Debe ser eso porque hasta yo, que no soy muy fanática de la época de la escarcha y la música mala en la radio (sori, es mala), estoy loca por que llegue. O más bien por que pase noviembre. Es más, deberían adelantar la Navidad para la misma semana de las elecciones, para celebrar, independientemente de quién gane, que ya salimos de eso.

Miren cómo va la cosa que esta semana pasamos de preocuparnos por un posible fraude con los encamados a preocuparnos por que Norma Burgos se cayó de la bicicleta y está encamada. Para mí que se lastimó algo, no cuando se cayó, sino cuando se paró como un resorte y salió corriendo. Yo, a mis cuarenta y cuatro, no hago esos movimientos súbitos, menos los debe hacer ella...

Lo que me tripea del asunto es su insistencia en que “Willito” Miranda no la socorrió... A mí me llama más la atención que el alcalde era de los pocos sin casco protector. Chéim on jim.

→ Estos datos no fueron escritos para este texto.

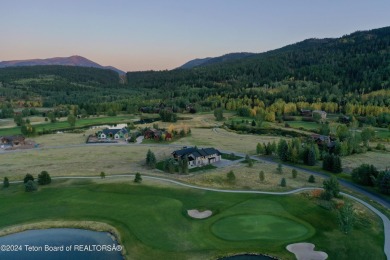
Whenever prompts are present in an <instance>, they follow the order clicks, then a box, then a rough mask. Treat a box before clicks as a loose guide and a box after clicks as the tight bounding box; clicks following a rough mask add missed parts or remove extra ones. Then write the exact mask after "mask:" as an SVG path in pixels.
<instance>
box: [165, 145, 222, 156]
mask: <svg viewBox="0 0 390 260" xmlns="http://www.w3.org/2000/svg"><path fill="white" fill-rule="evenodd" d="M172 154H173V155H176V156H180V157H183V156H189V155H192V156H193V157H194V158H197V157H202V156H208V155H213V154H217V155H220V154H221V153H220V152H219V151H218V150H217V149H214V148H204V149H198V148H195V147H189V148H184V149H181V150H176V151H174V152H173V153H172Z"/></svg>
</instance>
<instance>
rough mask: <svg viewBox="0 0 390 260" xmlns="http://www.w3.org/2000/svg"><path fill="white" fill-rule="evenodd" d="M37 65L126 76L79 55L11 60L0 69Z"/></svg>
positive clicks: (119, 72) (118, 72)
mask: <svg viewBox="0 0 390 260" xmlns="http://www.w3.org/2000/svg"><path fill="white" fill-rule="evenodd" d="M38 65H62V66H80V67H93V68H99V69H110V70H113V71H115V72H117V73H118V74H119V75H124V74H126V73H125V72H124V71H122V70H119V69H117V68H115V67H112V66H102V65H100V64H98V63H96V62H94V61H91V60H89V59H87V58H85V57H82V56H80V55H72V56H69V57H54V58H48V59H30V60H11V61H2V62H0V68H5V67H20V66H38Z"/></svg>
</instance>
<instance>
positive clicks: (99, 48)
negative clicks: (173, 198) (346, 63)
mask: <svg viewBox="0 0 390 260" xmlns="http://www.w3.org/2000/svg"><path fill="white" fill-rule="evenodd" d="M389 13H390V1H389V0H375V1H368V0H365V1H363V0H138V1H132V0H105V1H103V0H1V1H0V35H1V36H0V47H1V48H0V50H1V51H0V61H5V60H18V59H32V58H51V57H65V56H71V55H81V56H83V57H86V58H88V59H90V60H93V61H95V62H97V63H99V64H101V65H112V66H115V67H117V68H119V69H122V70H125V71H136V70H151V69H153V70H163V69H173V68H176V67H178V66H180V65H182V64H183V63H185V62H187V61H189V60H191V59H195V58H204V57H209V56H212V57H215V56H220V55H223V54H226V53H230V52H264V51H267V50H272V49H275V48H279V47H282V46H285V45H287V44H291V43H295V42H298V41H301V40H304V39H307V38H325V37H340V36H342V35H345V34H349V33H352V32H355V31H357V30H368V29H374V28H380V27H385V26H390V14H389Z"/></svg>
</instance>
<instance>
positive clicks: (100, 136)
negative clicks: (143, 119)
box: [97, 127, 129, 140]
mask: <svg viewBox="0 0 390 260" xmlns="http://www.w3.org/2000/svg"><path fill="white" fill-rule="evenodd" d="M97 137H98V139H114V140H120V139H125V140H127V139H128V138H129V131H128V130H127V129H126V128H125V127H123V128H107V129H103V130H102V131H99V132H98V133H97Z"/></svg>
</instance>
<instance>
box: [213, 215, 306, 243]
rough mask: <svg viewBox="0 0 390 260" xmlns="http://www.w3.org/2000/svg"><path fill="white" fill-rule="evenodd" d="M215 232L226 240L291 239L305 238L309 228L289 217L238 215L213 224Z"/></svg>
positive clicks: (256, 215)
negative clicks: (302, 224)
mask: <svg viewBox="0 0 390 260" xmlns="http://www.w3.org/2000/svg"><path fill="white" fill-rule="evenodd" d="M212 231H213V233H214V234H215V235H216V236H218V237H220V238H222V239H226V240H231V241H244V240H253V239H270V240H282V241H285V240H290V239H299V238H304V237H305V235H307V234H308V233H309V229H308V228H306V227H305V226H304V225H302V224H299V223H297V222H295V221H292V220H289V219H287V218H283V217H279V216H271V215H237V216H231V217H227V218H223V219H221V220H219V221H218V222H216V223H215V224H214V225H213V226H212Z"/></svg>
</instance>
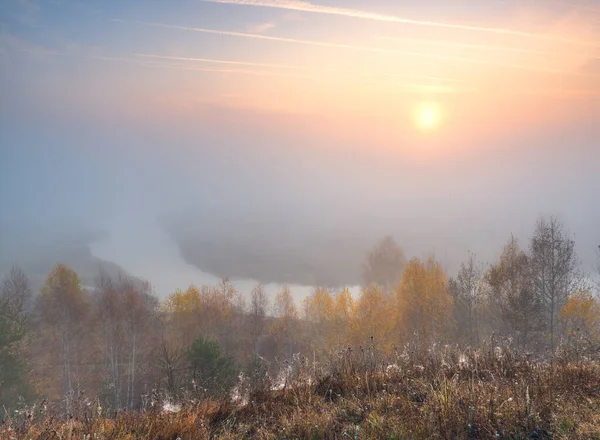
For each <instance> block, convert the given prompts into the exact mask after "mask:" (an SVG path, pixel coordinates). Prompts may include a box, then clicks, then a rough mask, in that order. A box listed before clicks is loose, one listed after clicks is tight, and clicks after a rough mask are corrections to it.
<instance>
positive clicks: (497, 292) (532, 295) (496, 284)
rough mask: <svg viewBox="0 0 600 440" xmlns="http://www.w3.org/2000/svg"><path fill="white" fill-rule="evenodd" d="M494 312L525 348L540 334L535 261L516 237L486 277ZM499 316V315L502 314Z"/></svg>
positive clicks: (508, 241) (491, 301) (500, 320)
mask: <svg viewBox="0 0 600 440" xmlns="http://www.w3.org/2000/svg"><path fill="white" fill-rule="evenodd" d="M486 280H487V283H488V285H489V286H490V295H491V298H490V304H491V305H492V306H493V307H495V308H496V310H493V311H492V312H496V313H495V314H496V315H499V318H500V321H501V322H502V324H503V325H502V327H503V328H502V330H503V333H506V334H507V335H516V336H517V338H518V341H519V343H520V345H521V346H522V347H526V346H528V344H530V342H531V334H532V333H533V332H535V331H537V330H540V321H541V311H542V308H541V299H540V296H539V295H538V294H537V293H536V291H535V289H534V284H533V273H532V263H531V258H530V257H529V256H528V255H527V254H526V253H525V252H524V251H522V250H521V248H520V247H519V244H518V243H517V240H516V239H515V237H511V238H510V240H509V241H508V243H507V244H506V245H505V246H504V249H503V251H502V254H501V255H500V261H499V262H498V263H496V264H495V265H493V266H492V267H491V268H490V270H489V271H488V273H487V274H486ZM498 312H499V313H498Z"/></svg>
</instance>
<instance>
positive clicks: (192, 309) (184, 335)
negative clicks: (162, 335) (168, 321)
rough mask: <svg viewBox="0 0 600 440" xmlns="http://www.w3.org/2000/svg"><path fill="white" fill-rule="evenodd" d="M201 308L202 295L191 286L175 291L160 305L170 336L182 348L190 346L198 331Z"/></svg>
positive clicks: (200, 293)
mask: <svg viewBox="0 0 600 440" xmlns="http://www.w3.org/2000/svg"><path fill="white" fill-rule="evenodd" d="M202 308H203V301H202V294H201V292H200V289H198V288H197V287H196V286H195V285H193V284H191V285H190V286H189V287H188V288H187V289H186V290H181V289H177V290H176V291H175V292H174V293H172V294H171V295H170V296H169V297H168V298H167V299H166V300H165V301H164V302H163V304H162V309H163V311H164V312H165V313H166V316H167V317H168V320H169V324H170V325H169V329H170V333H171V335H170V336H171V338H172V339H173V340H174V341H178V343H179V344H181V345H182V346H183V347H187V346H188V345H190V344H191V343H192V341H193V340H194V338H195V337H196V336H197V335H198V333H199V331H200V327H201V325H200V322H199V321H200V316H201V313H202Z"/></svg>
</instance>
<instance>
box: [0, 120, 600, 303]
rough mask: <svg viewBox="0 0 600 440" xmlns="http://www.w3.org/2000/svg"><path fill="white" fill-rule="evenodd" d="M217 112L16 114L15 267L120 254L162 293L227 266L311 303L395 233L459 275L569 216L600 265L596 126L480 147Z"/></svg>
mask: <svg viewBox="0 0 600 440" xmlns="http://www.w3.org/2000/svg"><path fill="white" fill-rule="evenodd" d="M5 115H7V113H5ZM34 116H35V115H33V116H30V118H32V117H34ZM218 117H219V118H221V124H220V125H217V126H216V127H215V126H214V124H213V122H214V120H208V121H203V122H202V121H201V122H199V124H198V126H196V127H192V128H190V127H189V126H187V125H184V124H181V125H179V126H177V125H175V126H172V125H171V126H166V124H165V125H161V124H157V125H156V126H149V125H140V124H138V125H137V126H135V127H133V128H132V127H125V126H117V129H115V127H114V124H113V125H109V123H108V122H105V123H98V122H97V121H96V122H95V123H94V124H90V123H87V124H86V123H85V121H82V120H81V119H77V118H75V117H73V118H71V119H69V118H63V120H62V121H58V122H55V123H53V124H49V123H47V124H41V125H40V126H39V127H38V128H37V129H36V130H34V131H30V130H28V129H27V124H10V119H11V118H9V117H7V118H5V119H4V120H6V121H8V122H9V123H8V124H6V125H4V126H3V130H2V133H1V136H0V152H1V157H0V163H1V165H0V166H1V167H2V173H0V181H1V186H0V191H1V199H2V210H1V217H0V219H1V220H0V221H1V223H0V225H1V226H0V227H1V229H0V232H1V234H0V236H1V237H2V246H1V248H0V261H1V265H2V266H1V269H2V270H6V269H7V268H8V267H10V265H11V264H18V265H20V266H22V268H23V270H24V271H26V272H27V273H30V274H31V275H32V276H34V277H42V278H41V279H43V275H45V274H47V272H48V271H49V270H50V268H51V267H52V265H53V264H55V263H57V262H58V261H62V262H65V263H66V264H72V265H74V266H77V265H79V266H77V267H76V269H79V270H81V271H82V272H83V273H82V274H81V275H82V278H83V279H84V280H85V282H86V283H90V282H92V280H93V277H94V274H95V272H97V269H98V267H100V266H103V265H106V264H110V263H113V264H115V265H118V266H119V267H120V268H121V269H122V270H124V271H126V272H127V273H129V274H131V275H133V276H135V277H138V278H143V279H147V280H149V281H150V282H151V283H152V284H153V286H154V287H155V290H156V293H157V294H158V295H159V296H160V297H165V296H166V295H168V294H170V293H171V292H172V291H173V290H175V289H176V288H184V287H186V286H187V285H188V284H189V283H192V282H193V283H196V284H205V283H214V282H216V280H218V279H219V278H220V277H231V278H232V279H233V280H236V283H237V285H238V287H239V288H241V289H243V290H246V289H249V288H250V286H251V285H252V284H254V283H255V282H257V281H260V282H262V283H265V284H269V283H274V284H288V285H296V286H305V287H304V288H300V287H298V289H297V290H298V292H297V293H296V294H297V295H299V296H304V295H306V294H307V292H308V291H309V290H310V286H317V285H319V286H331V287H339V286H356V285H358V284H359V283H360V282H361V274H362V270H361V263H362V261H363V259H364V256H365V253H366V252H367V250H368V249H369V248H370V247H371V246H372V245H373V244H374V243H375V242H376V241H377V240H378V239H379V238H381V237H382V236H383V235H387V234H390V235H393V236H394V237H395V239H396V240H397V242H398V243H399V244H400V245H401V246H402V247H403V249H404V250H405V253H406V254H407V255H408V256H413V255H414V256H419V257H423V256H428V255H432V254H434V255H435V256H436V257H437V258H438V259H439V261H441V262H442V264H443V265H444V266H445V268H446V269H447V270H448V271H449V272H450V273H453V272H454V271H455V270H456V269H457V268H458V266H459V264H460V262H461V261H463V260H464V259H465V258H466V256H467V252H468V251H471V252H474V253H476V254H477V256H478V258H480V259H481V260H482V261H484V262H492V261H494V259H495V258H496V257H497V253H498V252H499V249H500V248H501V245H502V244H503V243H504V242H505V241H506V240H507V239H508V238H509V237H510V235H511V234H514V235H515V236H516V237H518V238H521V239H522V240H523V244H525V240H527V238H528V236H529V234H530V233H531V231H532V228H533V226H534V224H535V221H536V220H537V219H538V218H539V217H540V216H543V215H557V216H558V217H559V218H560V219H561V220H562V221H563V222H564V223H565V224H566V226H567V227H568V228H569V230H570V231H571V232H572V233H573V234H575V236H576V241H577V247H578V253H579V256H580V258H581V260H582V267H583V268H584V269H585V270H588V271H591V270H593V268H594V264H595V249H596V247H597V244H598V243H600V231H599V230H598V228H597V225H598V224H599V221H600V205H598V203H597V188H600V177H599V174H598V172H597V169H598V167H599V166H600V159H599V157H600V155H599V154H598V150H597V149H596V144H594V143H593V142H594V139H596V137H595V136H596V134H597V131H598V129H597V128H594V127H593V126H591V125H587V126H583V128H582V129H581V131H579V132H578V133H575V132H573V131H569V132H567V131H566V130H565V128H564V127H558V128H556V129H548V130H547V131H546V132H545V133H539V132H535V133H532V132H529V133H528V132H521V133H517V134H515V135H514V136H504V137H503V138H502V137H501V138H498V139H494V140H491V139H488V140H487V144H486V145H484V146H482V147H481V148H479V149H476V148H475V145H468V147H470V148H462V149H459V148H457V147H456V145H455V144H452V143H449V144H447V145H444V144H443V143H442V142H436V143H432V145H426V146H423V145H422V144H419V143H418V142H416V141H414V140H411V139H410V137H405V138H404V139H401V140H399V141H398V144H397V145H398V148H397V150H394V149H392V150H390V149H389V145H390V143H389V142H388V143H387V144H382V143H377V141H373V142H369V141H368V140H367V139H363V138H357V139H355V140H348V139H343V138H340V137H336V136H333V135H332V136H323V134H322V133H319V132H317V131H315V130H313V131H311V130H302V131H300V130H292V131H291V132H286V133H283V132H280V131H279V130H274V131H267V130H258V129H255V128H253V127H252V125H251V124H244V123H240V121H239V120H238V119H236V118H235V114H234V116H227V117H225V116H223V114H219V116H218ZM267 117H268V118H271V119H274V120H275V121H277V117H276V116H273V115H266V116H265V118H267ZM215 118H216V117H215ZM223 121H226V122H227V121H229V122H230V124H231V128H232V129H231V130H224V129H223V127H224V124H225V125H226V122H223ZM297 122H304V124H306V125H307V126H309V127H310V123H312V122H314V121H312V120H311V119H310V118H307V117H303V116H298V117H297ZM67 130H68V131H67ZM567 134H569V135H570V137H569V138H567V137H566V135H567ZM517 138H518V142H517ZM425 148H428V149H429V150H424V149H425ZM424 151H425V153H426V154H425V153H423V152H424ZM417 153H418V154H417ZM112 269H113V270H116V266H113V267H112ZM295 290H296V289H295Z"/></svg>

No, en serio. Esto de que el contrincante varón no la socorrió y lo de Santini defendiendo los contratos de su esposa con tono de defensa medieval del honor son las más recientes manifestaciones del fenómeno este, frecuente entre los políticos (hombres y mujeres), de usar el género femenino para manipular opinión. Primero fue la zanganá aquella de que García Padilla ofendió a la esposa del gobernador diciendo que las primeras damas no estaban para hacer trabajos fresitas; después, la ridiculez de los populares de hacerse los más indignados porque Rodríguez Ema dijo que Alejandro había abandonado a su esposa en su peor momento o ella estaba mintiendo por él en lo de las planillas. Casi, casi cae en la redada Carmen Yulín cuando la mordió un perro, pero creo que (aunque exagerado el asunto) al menos logró evadir el crisol sexista.

Ahora, lo de Burgos no socorrida y lo de Irma Garriga mancillada porque se cuestionan sus contratos en la Legislatura, mi pana, son dos extremos de la misma changuería y el mismo aprovechamiento. A ver cuándo nos enteramos de que no somos damiselas in distrés que necesitamos ser auxiliadas por caballeros medievales ni flores a las que se les caen los pétalos cuando se ponen en tela de juicio acciones u omisiones.

Lo que debería hacer Norma es aprovechar que llegó la Navidad para levantarse el ánimo con un chópinsprí que incluya una bicicleta con gomitas de seguridad.

Y nosotros, mientras tanto, a decorar con guirnaldas de paciencia lo que nos falta hasta las elecciones y a levantar arbolitos de esperanza, que es lo único que nos queda.